In the current economic environment, business owners understand that a good personal credit score is critical to their financial well-being. But what many neglect is their company’s business credit score. Inextricably linked to a company’s pecuniary health, the score can influence everything from loan interest rates to insurance premiums.

The business credit score offers an objective snapshot of how a company handles its financial responsibilities, as a personal credit score does for an individual. Also known as a commercial risk score, it includes a range of information from payment history and credit utilization to delinquencies, collections, bankruptcies, and judgments to even business age, industry risk, and number of employees. Dan Meder, vice president of marketing and product management for business information services at the global information services company Experian, says credit bureaus such as his use certain algorithms that examine key risk factors to express as a score the likelihood that a business will repay its debts.

Despite the business climate, Experian’s Business Benchmark Report, which offers a monthly analysis of small business health, shows that commercial credit scores have been on the rise. For the first quarter of 2010, scores increased by nearly 2%, suggesting a slight improvement in the ability of companies to meet payment obligations over the next 12 to 24 months.

But just how many business owners actually understand commercial credit scores? Many entrepreneurs don’t know about business credit ratings as a whole. “It’s not in the business psyche,” says Arlene Williams, executive vice president of Seaway Bank and Trust Co. (No. 8 on the BE Banks list with $385 million in assets). “A lot of businesses just aren’t aware they exist.”

“Many of the small businesses we work with have not developed a business credit score yet,” says Lesia Bates Moss, president of Seedco Financial , a national nonprofit community finance organization focused on lending to small businesses in traditionally underserved communities.
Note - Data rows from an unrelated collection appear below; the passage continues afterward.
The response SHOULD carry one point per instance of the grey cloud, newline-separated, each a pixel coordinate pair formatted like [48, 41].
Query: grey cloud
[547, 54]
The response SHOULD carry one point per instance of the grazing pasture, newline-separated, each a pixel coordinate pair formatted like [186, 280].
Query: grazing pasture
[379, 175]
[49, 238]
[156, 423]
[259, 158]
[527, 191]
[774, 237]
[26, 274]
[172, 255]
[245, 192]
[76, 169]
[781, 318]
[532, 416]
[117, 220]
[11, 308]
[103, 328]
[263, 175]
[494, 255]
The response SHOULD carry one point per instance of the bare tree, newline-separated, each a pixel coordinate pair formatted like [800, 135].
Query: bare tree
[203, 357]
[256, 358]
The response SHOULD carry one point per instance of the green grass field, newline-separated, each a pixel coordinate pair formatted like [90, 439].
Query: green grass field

“Small business owners might think of their consumer credit report as their business credit report,” says Ross McKay, vice president of commercial information solutions for Equifax Inc., one of the leading consumer credit reporting agencies in the U.S. “But they need to understand that in many cases, there is a separate business credit report.”

Of course, lack of knowledge doesn’t exempt business owners from being rated.

When is the report established?
Companies can have a business credit score without even knowing it, notes Meder. Usually, as soon as businesses establish a relationship with banks and vendors that consistently report to credit bureaus, credit agencies begin to generate commercial reports about them.